This episode had many touching moments, and more than a few tense scenes. But I will always remember it as the episode that made me hoot with laughter when that last guy fell through the glass ceiling because he was playing on his phone.
So let’s start there: not with the glass ceiling pratfall (although it was amazing), but with Sheryl’s almost-successful attempt to fully destroy Leland professionally. From the body armor dress to hot potato baptismal certificate to the subtle way she undercut Leland to the boss, I thought she might win this round.
Then the boss picked a new baby Antichrist, and Leland stabbed him and ate his heart. This show sometimes goes harder than Michael Bay.
There’s also everything going on with Ben. I’d assumed, based on the repeated mentions of the many-worlds hypothesis, that Ben was living a literal double life: that at some point during the day, there were two Bens out in the world(s). Apparently I was wrong, and Ben has been losing time and getting pre-migraine hallucinations. His recording “glasses” (which are so Get Smart) make that clear, since they record events he doesn’t remember, but which his body was physically present for.
The solution to the problem was almost as funny as the guy falling through the glass ceiling. The sunglasses and fedora made me expect a Breaking Bad joke so much that I’m surprised we didn’t get one. The tinfoil cap was majestic in its absurdity. The doctor with the old-fashioned mirror thing on his head (what are those called?!) ... well, I wish we’d gotten the full recording of exactly what he said, and some clarity about why Ben’s mom knew about the doctor.
Although the image of Ben wrapped up like a baked potato, resting his head on a little pillow, was a great sight gag, I’m concerned that his story still feels so separate from the team. Back in “How to Build a Coffin,” Ben hinted that he felt sidelined within the team, saying that his input led to “well, we usually just punt.” I wonder if that’s why he’s not cluing Kristin and David into the extent of his situation, and I’m annoyed that they’re not asking reasonable questions about his tinfoil yarmulke.
Perhaps that’s because Evil, once again, spent a bit too long on the case of the week. Individually, each scene was interesting. David is still processing his grief about Julia. Kristin is struggling with sexual tension for David. Ben and Karima are thinking about their parents. Collectively, though, that was a lot of time that could have been spent moving forward instead of treading water, since I doubt Julia, for instance, is going to suddenly become relevant to the plot.
Will Kristin’s past? Leland’s speech to the boss reminded us of just a few of her sins. Is there going to be a comeuppance for what she’s done? What about the "global unrest" we saw in the newsreel at the end of the episode?
This is Evil:
- Father Ignatius: “Holy water and computers just don’t mix.”
- Winston Churchill: “Do you want my emojis spoken or printed?”
- Rant: Why do men of a certain age on television always have grapefruit for breakfast? Grapefruit can cause serious problems with some medications. Also, I’ve never met anyone in real life who eats that. Jesus, it’s not even enough food to start the day strong!
- At DF, women’s bonuses are paid in Victoria's Secret’s gift cards.
- Did you know that Evil has little easter eggs in each episode? I have zero patience for that sort of paratextual astroturfed viral marketing, but if you're into that kind of thing, here's an article with some ambiguous descriptions.

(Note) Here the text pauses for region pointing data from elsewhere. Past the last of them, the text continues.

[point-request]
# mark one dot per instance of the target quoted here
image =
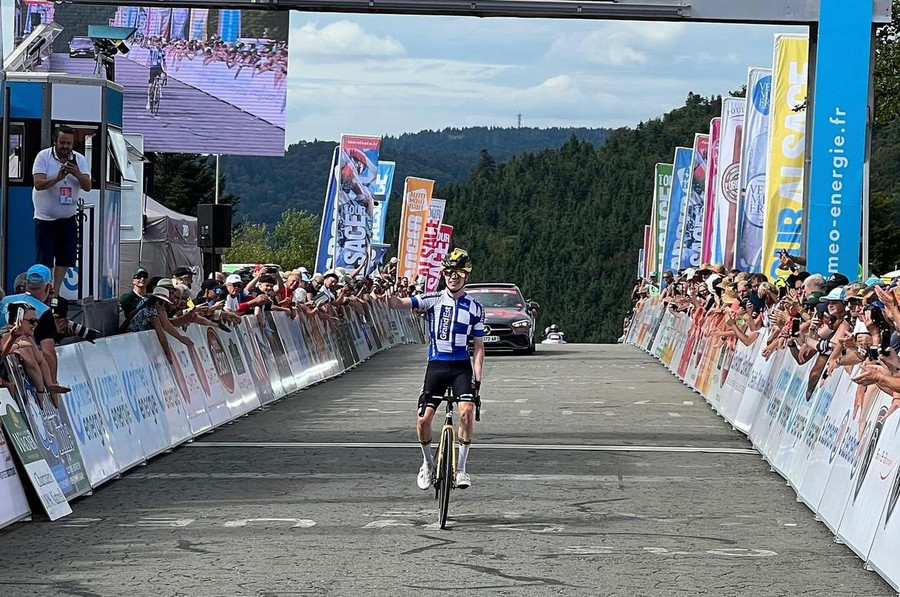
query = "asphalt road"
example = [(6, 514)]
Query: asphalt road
[(594, 473), (189, 120)]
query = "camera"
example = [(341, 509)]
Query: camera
[(872, 353)]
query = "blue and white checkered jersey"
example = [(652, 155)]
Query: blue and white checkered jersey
[(451, 322)]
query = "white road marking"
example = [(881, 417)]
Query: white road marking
[(485, 446), (299, 523)]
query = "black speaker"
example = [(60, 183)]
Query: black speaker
[(213, 225)]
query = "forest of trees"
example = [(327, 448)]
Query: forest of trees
[(298, 180)]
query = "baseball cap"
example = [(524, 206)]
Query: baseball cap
[(38, 273), (813, 299), (837, 294), (161, 293)]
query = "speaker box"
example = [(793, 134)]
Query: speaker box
[(213, 225)]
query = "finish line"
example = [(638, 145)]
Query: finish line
[(536, 447)]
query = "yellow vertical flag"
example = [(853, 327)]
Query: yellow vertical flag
[(787, 145), (416, 205)]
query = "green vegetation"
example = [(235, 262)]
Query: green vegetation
[(298, 180)]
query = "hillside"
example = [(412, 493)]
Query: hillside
[(566, 224), (267, 186)]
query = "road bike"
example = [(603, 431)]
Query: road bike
[(444, 471), (156, 94)]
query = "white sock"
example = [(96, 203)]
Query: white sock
[(426, 453), (463, 457)]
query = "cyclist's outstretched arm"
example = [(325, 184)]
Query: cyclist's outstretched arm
[(399, 303), (477, 358)]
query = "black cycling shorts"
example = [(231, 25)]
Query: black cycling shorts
[(441, 375)]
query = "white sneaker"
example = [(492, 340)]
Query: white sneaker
[(424, 478)]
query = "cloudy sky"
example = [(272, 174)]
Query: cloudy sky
[(382, 74)]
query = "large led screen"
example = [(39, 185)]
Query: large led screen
[(222, 74)]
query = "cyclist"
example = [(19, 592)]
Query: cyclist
[(453, 318), (157, 62)]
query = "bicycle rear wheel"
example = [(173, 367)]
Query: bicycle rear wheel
[(446, 473)]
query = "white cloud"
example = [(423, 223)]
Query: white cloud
[(620, 44), (342, 38)]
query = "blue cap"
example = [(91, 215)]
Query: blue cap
[(838, 294), (38, 273)]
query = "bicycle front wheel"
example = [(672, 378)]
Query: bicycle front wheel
[(446, 473)]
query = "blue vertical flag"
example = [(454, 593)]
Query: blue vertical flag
[(681, 181), (382, 190), (325, 254), (834, 217)]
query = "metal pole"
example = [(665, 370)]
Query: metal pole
[(810, 113), (870, 120), (216, 201)]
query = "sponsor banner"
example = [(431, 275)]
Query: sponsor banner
[(728, 181), (167, 388), (218, 398), (648, 251), (871, 485), (757, 110), (416, 205), (36, 468), (288, 382), (384, 181), (91, 434), (245, 385), (53, 433), (838, 161), (191, 381), (263, 351), (112, 404), (13, 503), (283, 324), (681, 181), (837, 435), (358, 169), (787, 151), (662, 188), (432, 225), (227, 83), (441, 248), (378, 252), (692, 234), (253, 357), (213, 351), (147, 408), (328, 227), (709, 210)]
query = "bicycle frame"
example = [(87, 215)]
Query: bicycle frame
[(442, 449)]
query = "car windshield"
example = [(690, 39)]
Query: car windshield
[(495, 297)]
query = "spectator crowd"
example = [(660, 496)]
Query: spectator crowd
[(832, 321)]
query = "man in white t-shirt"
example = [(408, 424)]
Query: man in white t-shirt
[(60, 174)]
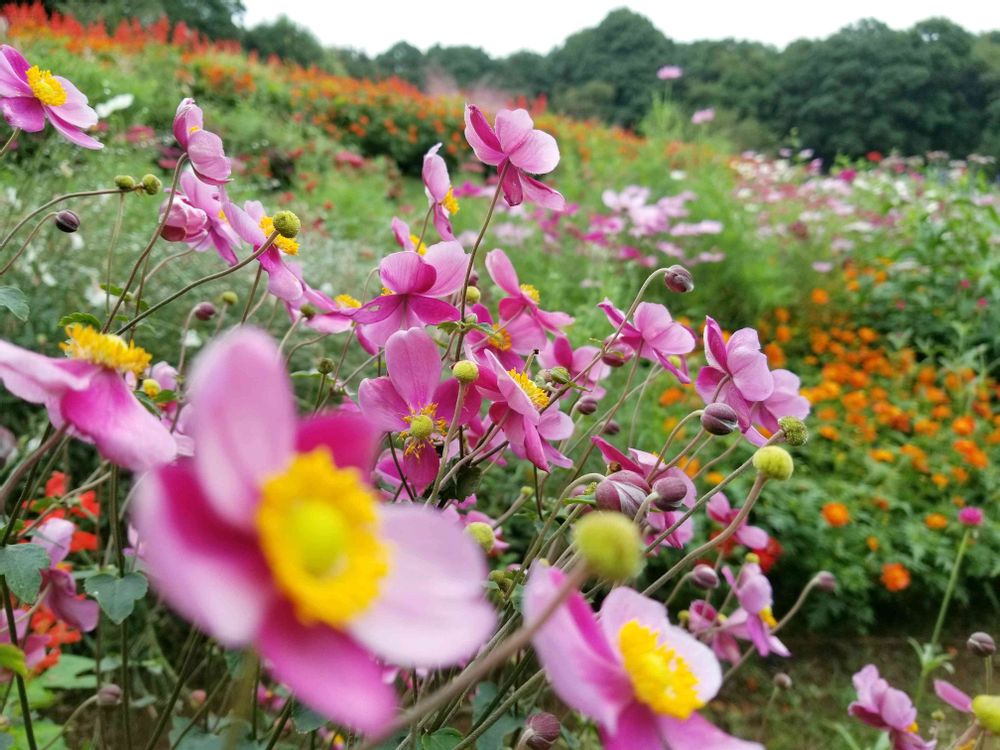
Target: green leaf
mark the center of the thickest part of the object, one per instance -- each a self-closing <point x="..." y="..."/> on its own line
<point x="21" y="564"/>
<point x="82" y="318"/>
<point x="14" y="300"/>
<point x="12" y="658"/>
<point x="117" y="596"/>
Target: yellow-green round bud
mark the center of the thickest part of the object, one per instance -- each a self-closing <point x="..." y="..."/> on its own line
<point x="465" y="371"/>
<point x="151" y="184"/>
<point x="483" y="534"/>
<point x="609" y="544"/>
<point x="287" y="223"/>
<point x="774" y="462"/>
<point x="796" y="432"/>
<point x="987" y="711"/>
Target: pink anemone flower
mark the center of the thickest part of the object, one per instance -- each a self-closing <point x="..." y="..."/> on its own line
<point x="412" y="401"/>
<point x="88" y="394"/>
<point x="640" y="678"/>
<point x="515" y="146"/>
<point x="30" y="96"/>
<point x="413" y="283"/>
<point x="442" y="197"/>
<point x="735" y="372"/>
<point x="272" y="537"/>
<point x="204" y="148"/>
<point x="884" y="707"/>
<point x="652" y="334"/>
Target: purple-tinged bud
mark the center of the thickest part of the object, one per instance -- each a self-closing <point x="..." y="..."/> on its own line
<point x="678" y="279"/>
<point x="67" y="221"/>
<point x="670" y="493"/>
<point x="204" y="311"/>
<point x="705" y="576"/>
<point x="541" y="731"/>
<point x="981" y="644"/>
<point x="622" y="491"/>
<point x="719" y="419"/>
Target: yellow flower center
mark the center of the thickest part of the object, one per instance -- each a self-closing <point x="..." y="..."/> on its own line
<point x="285" y="244"/>
<point x="104" y="349"/>
<point x="45" y="87"/>
<point x="660" y="678"/>
<point x="318" y="527"/>
<point x="538" y="397"/>
<point x="449" y="202"/>
<point x="532" y="292"/>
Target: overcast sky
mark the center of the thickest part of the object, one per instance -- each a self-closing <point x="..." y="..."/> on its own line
<point x="510" y="25"/>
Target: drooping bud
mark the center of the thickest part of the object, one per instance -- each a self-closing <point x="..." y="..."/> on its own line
<point x="796" y="432"/>
<point x="774" y="462"/>
<point x="719" y="419"/>
<point x="286" y="223"/>
<point x="981" y="644"/>
<point x="67" y="221"/>
<point x="705" y="576"/>
<point x="678" y="279"/>
<point x="670" y="493"/>
<point x="465" y="371"/>
<point x="609" y="544"/>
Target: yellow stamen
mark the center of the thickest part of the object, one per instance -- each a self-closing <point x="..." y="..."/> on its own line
<point x="660" y="678"/>
<point x="538" y="397"/>
<point x="285" y="244"/>
<point x="318" y="526"/>
<point x="104" y="349"/>
<point x="45" y="87"/>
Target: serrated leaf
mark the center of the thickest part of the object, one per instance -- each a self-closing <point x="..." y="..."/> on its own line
<point x="117" y="596"/>
<point x="21" y="565"/>
<point x="14" y="300"/>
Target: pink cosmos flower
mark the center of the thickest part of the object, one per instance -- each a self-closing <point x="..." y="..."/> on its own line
<point x="412" y="401"/>
<point x="271" y="536"/>
<point x="438" y="184"/>
<point x="524" y="298"/>
<point x="884" y="707"/>
<point x="58" y="585"/>
<point x="518" y="147"/>
<point x="652" y="334"/>
<point x="204" y="148"/>
<point x="88" y="393"/>
<point x="739" y="366"/>
<point x="30" y="96"/>
<point x="413" y="284"/>
<point x="640" y="678"/>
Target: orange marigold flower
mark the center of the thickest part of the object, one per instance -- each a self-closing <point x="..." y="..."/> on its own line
<point x="836" y="514"/>
<point x="895" y="576"/>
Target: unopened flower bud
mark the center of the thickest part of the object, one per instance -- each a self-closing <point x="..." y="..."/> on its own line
<point x="670" y="493"/>
<point x="151" y="184"/>
<point x="541" y="731"/>
<point x="67" y="221"/>
<point x="609" y="544"/>
<point x="109" y="695"/>
<point x="719" y="419"/>
<point x="483" y="534"/>
<point x="287" y="223"/>
<point x="678" y="279"/>
<point x="981" y="644"/>
<point x="705" y="576"/>
<point x="773" y="462"/>
<point x="465" y="371"/>
<point x="796" y="432"/>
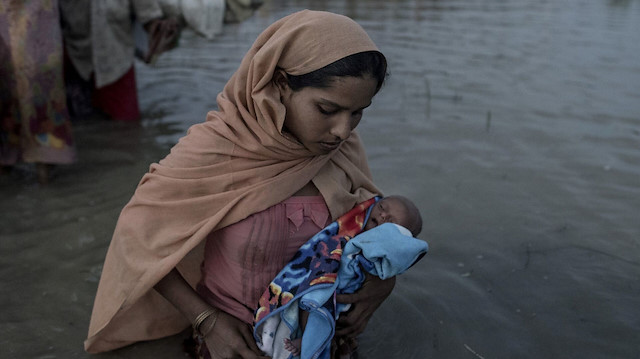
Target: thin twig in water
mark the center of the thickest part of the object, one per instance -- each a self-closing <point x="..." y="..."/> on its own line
<point x="474" y="353"/>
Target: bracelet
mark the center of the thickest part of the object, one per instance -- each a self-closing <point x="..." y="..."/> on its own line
<point x="213" y="324"/>
<point x="201" y="318"/>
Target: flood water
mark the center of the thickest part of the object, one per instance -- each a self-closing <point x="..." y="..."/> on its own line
<point x="514" y="125"/>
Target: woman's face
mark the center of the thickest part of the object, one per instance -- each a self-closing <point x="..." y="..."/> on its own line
<point x="322" y="118"/>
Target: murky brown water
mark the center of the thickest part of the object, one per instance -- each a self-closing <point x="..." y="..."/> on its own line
<point x="514" y="124"/>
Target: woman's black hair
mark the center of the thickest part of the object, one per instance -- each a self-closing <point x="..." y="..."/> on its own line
<point x="371" y="63"/>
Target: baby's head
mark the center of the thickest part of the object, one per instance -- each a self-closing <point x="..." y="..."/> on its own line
<point x="396" y="209"/>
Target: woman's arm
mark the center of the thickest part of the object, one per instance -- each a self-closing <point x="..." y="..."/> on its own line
<point x="229" y="337"/>
<point x="364" y="303"/>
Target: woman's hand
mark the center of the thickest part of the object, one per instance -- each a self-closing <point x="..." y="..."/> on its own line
<point x="231" y="338"/>
<point x="364" y="303"/>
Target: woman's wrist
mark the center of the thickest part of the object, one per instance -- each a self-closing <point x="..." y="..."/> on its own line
<point x="202" y="317"/>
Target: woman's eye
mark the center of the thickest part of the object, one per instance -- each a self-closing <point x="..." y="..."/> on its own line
<point x="325" y="111"/>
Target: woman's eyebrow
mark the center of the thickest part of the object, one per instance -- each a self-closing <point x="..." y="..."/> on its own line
<point x="324" y="101"/>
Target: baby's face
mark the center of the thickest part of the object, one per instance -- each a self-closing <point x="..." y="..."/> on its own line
<point x="392" y="210"/>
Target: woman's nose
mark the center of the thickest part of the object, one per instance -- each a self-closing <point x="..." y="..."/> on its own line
<point x="342" y="127"/>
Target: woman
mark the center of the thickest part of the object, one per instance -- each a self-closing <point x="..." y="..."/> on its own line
<point x="34" y="122"/>
<point x="244" y="190"/>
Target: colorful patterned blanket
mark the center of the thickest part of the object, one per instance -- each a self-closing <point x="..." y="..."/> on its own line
<point x="327" y="264"/>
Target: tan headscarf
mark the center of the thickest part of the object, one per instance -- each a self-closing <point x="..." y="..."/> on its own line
<point x="235" y="164"/>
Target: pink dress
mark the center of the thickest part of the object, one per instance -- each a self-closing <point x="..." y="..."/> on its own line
<point x="240" y="260"/>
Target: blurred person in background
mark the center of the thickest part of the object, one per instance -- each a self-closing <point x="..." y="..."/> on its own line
<point x="99" y="52"/>
<point x="35" y="125"/>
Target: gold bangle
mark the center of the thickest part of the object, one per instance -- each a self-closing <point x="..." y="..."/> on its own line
<point x="213" y="324"/>
<point x="201" y="318"/>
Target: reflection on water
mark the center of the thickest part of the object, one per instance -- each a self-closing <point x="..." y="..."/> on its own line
<point x="513" y="124"/>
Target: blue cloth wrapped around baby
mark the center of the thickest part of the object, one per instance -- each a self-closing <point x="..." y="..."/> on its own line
<point x="326" y="265"/>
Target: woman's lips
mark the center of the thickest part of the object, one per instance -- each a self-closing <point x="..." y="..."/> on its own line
<point x="330" y="146"/>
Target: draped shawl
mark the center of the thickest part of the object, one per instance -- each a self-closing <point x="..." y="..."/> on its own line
<point x="238" y="162"/>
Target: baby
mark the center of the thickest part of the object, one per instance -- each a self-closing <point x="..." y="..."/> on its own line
<point x="392" y="209"/>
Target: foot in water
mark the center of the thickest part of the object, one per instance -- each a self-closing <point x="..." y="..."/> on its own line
<point x="293" y="346"/>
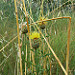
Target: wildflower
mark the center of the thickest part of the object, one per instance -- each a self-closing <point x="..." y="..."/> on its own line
<point x="25" y="30"/>
<point x="35" y="35"/>
<point x="42" y="24"/>
<point x="35" y="39"/>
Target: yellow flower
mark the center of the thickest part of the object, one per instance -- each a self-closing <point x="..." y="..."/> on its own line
<point x="42" y="18"/>
<point x="35" y="35"/>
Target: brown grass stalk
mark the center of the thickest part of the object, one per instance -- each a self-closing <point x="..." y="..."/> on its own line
<point x="18" y="36"/>
<point x="8" y="43"/>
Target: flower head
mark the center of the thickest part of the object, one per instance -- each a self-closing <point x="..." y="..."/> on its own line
<point x="42" y="18"/>
<point x="35" y="35"/>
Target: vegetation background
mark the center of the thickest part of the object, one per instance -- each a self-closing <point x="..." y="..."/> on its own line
<point x="56" y="33"/>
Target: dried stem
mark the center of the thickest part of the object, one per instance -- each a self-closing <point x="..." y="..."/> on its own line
<point x="18" y="36"/>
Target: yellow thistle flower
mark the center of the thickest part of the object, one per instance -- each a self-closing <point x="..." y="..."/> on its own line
<point x="42" y="18"/>
<point x="35" y="35"/>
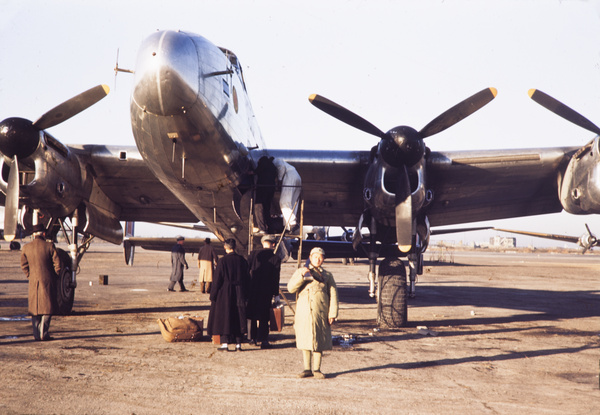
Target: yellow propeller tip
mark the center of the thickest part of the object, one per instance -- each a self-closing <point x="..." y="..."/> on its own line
<point x="404" y="248"/>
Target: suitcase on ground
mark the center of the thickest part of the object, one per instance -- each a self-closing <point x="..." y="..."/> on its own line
<point x="181" y="329"/>
<point x="277" y="317"/>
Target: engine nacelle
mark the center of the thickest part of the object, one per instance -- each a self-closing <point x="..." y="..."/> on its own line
<point x="580" y="187"/>
<point x="50" y="178"/>
<point x="378" y="192"/>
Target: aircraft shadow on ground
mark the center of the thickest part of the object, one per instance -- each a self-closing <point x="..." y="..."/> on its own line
<point x="168" y="311"/>
<point x="512" y="355"/>
<point x="539" y="305"/>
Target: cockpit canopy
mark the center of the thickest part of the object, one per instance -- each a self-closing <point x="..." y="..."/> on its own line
<point x="235" y="63"/>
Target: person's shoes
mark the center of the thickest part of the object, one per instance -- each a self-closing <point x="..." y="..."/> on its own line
<point x="318" y="374"/>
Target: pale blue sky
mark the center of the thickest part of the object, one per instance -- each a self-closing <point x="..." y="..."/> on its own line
<point x="393" y="62"/>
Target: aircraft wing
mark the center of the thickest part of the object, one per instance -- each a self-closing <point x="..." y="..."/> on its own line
<point x="484" y="185"/>
<point x="134" y="192"/>
<point x="467" y="186"/>
<point x="564" y="238"/>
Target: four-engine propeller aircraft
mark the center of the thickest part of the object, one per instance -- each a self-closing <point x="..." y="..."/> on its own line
<point x="198" y="143"/>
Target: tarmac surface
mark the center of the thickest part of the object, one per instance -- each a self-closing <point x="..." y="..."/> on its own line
<point x="489" y="333"/>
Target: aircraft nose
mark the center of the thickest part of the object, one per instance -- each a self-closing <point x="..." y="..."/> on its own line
<point x="166" y="75"/>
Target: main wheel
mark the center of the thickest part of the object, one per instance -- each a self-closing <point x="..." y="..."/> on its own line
<point x="65" y="292"/>
<point x="392" y="307"/>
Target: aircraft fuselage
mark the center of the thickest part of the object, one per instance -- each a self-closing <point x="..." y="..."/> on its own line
<point x="193" y="122"/>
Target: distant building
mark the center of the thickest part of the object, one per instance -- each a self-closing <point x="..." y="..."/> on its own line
<point x="503" y="241"/>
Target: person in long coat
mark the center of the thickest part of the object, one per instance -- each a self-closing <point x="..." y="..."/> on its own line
<point x="207" y="261"/>
<point x="228" y="295"/>
<point x="316" y="310"/>
<point x="265" y="268"/>
<point x="177" y="264"/>
<point x="41" y="264"/>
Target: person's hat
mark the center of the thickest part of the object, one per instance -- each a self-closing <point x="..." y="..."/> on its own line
<point x="39" y="228"/>
<point x="266" y="238"/>
<point x="317" y="250"/>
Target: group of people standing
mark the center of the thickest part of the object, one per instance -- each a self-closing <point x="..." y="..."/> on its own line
<point x="241" y="293"/>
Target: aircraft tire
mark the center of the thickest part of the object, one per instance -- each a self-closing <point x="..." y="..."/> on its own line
<point x="392" y="307"/>
<point x="65" y="293"/>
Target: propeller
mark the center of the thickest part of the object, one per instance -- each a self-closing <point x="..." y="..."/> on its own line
<point x="19" y="139"/>
<point x="402" y="147"/>
<point x="71" y="107"/>
<point x="560" y="109"/>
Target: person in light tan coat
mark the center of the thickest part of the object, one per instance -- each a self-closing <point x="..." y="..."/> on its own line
<point x="41" y="264"/>
<point x="316" y="310"/>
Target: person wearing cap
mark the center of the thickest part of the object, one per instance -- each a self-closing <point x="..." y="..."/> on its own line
<point x="316" y="310"/>
<point x="41" y="264"/>
<point x="207" y="261"/>
<point x="228" y="295"/>
<point x="177" y="264"/>
<point x="265" y="268"/>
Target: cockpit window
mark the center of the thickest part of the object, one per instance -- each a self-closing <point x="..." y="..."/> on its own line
<point x="235" y="63"/>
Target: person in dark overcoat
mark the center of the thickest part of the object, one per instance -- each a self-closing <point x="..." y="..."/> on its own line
<point x="228" y="295"/>
<point x="41" y="264"/>
<point x="177" y="264"/>
<point x="265" y="268"/>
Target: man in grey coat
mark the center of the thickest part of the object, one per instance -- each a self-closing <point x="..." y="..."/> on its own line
<point x="177" y="264"/>
<point x="41" y="264"/>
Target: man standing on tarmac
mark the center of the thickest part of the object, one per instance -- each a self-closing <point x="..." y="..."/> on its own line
<point x="207" y="261"/>
<point x="41" y="264"/>
<point x="177" y="264"/>
<point x="264" y="285"/>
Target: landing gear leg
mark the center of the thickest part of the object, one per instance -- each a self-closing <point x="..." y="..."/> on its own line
<point x="392" y="309"/>
<point x="415" y="267"/>
<point x="372" y="257"/>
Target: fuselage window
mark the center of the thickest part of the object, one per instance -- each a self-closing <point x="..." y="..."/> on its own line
<point x="225" y="87"/>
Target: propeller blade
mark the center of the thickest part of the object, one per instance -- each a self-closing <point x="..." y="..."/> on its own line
<point x="11" y="207"/>
<point x="404" y="222"/>
<point x="344" y="115"/>
<point x="71" y="107"/>
<point x="562" y="110"/>
<point x="459" y="112"/>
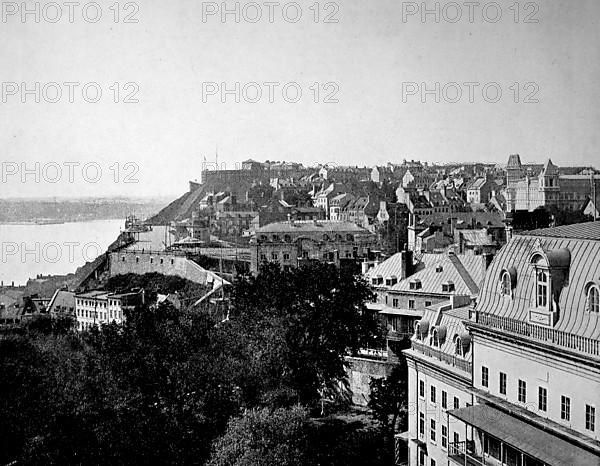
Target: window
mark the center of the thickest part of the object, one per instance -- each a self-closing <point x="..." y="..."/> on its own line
<point x="590" y="418"/>
<point x="593" y="299"/>
<point x="444" y="436"/>
<point x="522" y="391"/>
<point x="502" y="387"/>
<point x="505" y="283"/>
<point x="458" y="346"/>
<point x="565" y="408"/>
<point x="485" y="376"/>
<point x="542" y="288"/>
<point x="542" y="399"/>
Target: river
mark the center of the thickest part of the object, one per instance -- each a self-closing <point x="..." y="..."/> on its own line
<point x="27" y="250"/>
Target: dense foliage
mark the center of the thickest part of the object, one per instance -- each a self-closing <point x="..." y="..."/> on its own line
<point x="161" y="388"/>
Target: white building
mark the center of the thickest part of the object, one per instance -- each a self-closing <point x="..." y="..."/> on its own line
<point x="96" y="308"/>
<point x="529" y="385"/>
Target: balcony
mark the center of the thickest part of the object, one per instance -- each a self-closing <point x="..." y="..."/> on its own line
<point x="450" y="359"/>
<point x="545" y="335"/>
<point x="462" y="453"/>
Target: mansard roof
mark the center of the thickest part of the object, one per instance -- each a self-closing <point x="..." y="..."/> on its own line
<point x="580" y="268"/>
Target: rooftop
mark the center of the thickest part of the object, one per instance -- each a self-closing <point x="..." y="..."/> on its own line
<point x="311" y="226"/>
<point x="583" y="244"/>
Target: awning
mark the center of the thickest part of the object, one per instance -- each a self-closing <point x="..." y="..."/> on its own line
<point x="529" y="439"/>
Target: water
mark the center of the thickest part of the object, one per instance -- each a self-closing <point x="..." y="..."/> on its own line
<point x="27" y="250"/>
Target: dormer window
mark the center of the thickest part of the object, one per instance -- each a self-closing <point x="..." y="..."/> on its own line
<point x="391" y="281"/>
<point x="592" y="301"/>
<point x="542" y="288"/>
<point x="415" y="284"/>
<point x="462" y="344"/>
<point x="505" y="284"/>
<point x="448" y="286"/>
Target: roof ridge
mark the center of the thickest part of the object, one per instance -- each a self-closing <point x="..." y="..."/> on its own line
<point x="464" y="274"/>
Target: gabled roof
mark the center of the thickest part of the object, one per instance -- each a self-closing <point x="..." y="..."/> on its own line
<point x="514" y="161"/>
<point x="465" y="271"/>
<point x="453" y="324"/>
<point x="550" y="168"/>
<point x="62" y="301"/>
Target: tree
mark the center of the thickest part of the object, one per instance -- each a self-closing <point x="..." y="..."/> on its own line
<point x="299" y="325"/>
<point x="389" y="398"/>
<point x="261" y="437"/>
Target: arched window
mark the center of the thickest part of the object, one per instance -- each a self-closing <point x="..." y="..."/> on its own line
<point x="505" y="283"/>
<point x="457" y="346"/>
<point x="593" y="299"/>
<point x="542" y="288"/>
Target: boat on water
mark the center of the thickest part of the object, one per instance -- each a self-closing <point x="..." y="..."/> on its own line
<point x="47" y="221"/>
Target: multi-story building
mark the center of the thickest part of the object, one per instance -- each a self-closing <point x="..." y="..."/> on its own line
<point x="439" y="379"/>
<point x="289" y="243"/>
<point x="102" y="307"/>
<point x="406" y="289"/>
<point x="527" y="190"/>
<point x="530" y="393"/>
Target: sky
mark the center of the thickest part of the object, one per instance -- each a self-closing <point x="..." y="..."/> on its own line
<point x="173" y="72"/>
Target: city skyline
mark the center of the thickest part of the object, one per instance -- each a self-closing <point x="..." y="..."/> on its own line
<point x="369" y="61"/>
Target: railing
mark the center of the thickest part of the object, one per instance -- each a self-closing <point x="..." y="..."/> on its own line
<point x="400" y="452"/>
<point x="462" y="453"/>
<point x="538" y="333"/>
<point x="455" y="361"/>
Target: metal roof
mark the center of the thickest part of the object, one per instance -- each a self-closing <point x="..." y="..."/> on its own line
<point x="465" y="271"/>
<point x="588" y="230"/>
<point x="583" y="243"/>
<point x="525" y="437"/>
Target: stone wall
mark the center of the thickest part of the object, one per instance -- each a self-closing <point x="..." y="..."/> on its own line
<point x="139" y="262"/>
<point x="360" y="371"/>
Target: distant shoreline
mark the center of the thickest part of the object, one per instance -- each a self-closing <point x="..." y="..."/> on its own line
<point x="47" y="222"/>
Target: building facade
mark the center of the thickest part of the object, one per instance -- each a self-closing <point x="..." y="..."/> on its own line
<point x="533" y="386"/>
<point x="290" y="243"/>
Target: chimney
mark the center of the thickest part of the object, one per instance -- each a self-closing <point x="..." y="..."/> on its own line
<point x="508" y="230"/>
<point x="405" y="264"/>
<point x="487" y="259"/>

- A bandaid is one solution to blocking your laptop camera. You can also buy little sticky things that allow you to toggle from the camera being blocked to being open.
- It just occurred to me that Billie has enough of my emails and reviews that she could create a chatbot of me if I’m ever late with a review. Billie, please don’t do that.
Four out of four baked potatoes.
Josie Kafka is a full-time cat servant and part-time rogue demon hunter. (What's a rogue demon?)
Josie, I hereby promise never to create a chatbot of you. :)
ReplyDeleteThis chatbot thing... I lost someone in August, my cousin who was also my lifelong best friend. I moved here to be near her, and we were in contact every day. After she died, I checked my phone to see if I had any old messages of her so that I could hear her voice, and was unhappy that I had deleted every old message.
So I kind of get the chatbot thing in theory. In practice, though, it is unbelievably creepy. I would never, ever do it.
Question. If Leland killed and ate the manager, is Leland the actual devil now? I've never been totally clear on who the manager is. Was.
This episode's skipping ghost message: "It takes only 50 seconds to watch this intro: a haunting lasts a lifetime. (longish pause) Don't risk it."
Billie, the internet reminded me that this is not the first time Leland has eaten a demon. He ate his therapist demon in an earlier season.
ReplyDeleteSo I think he just takes on their powers.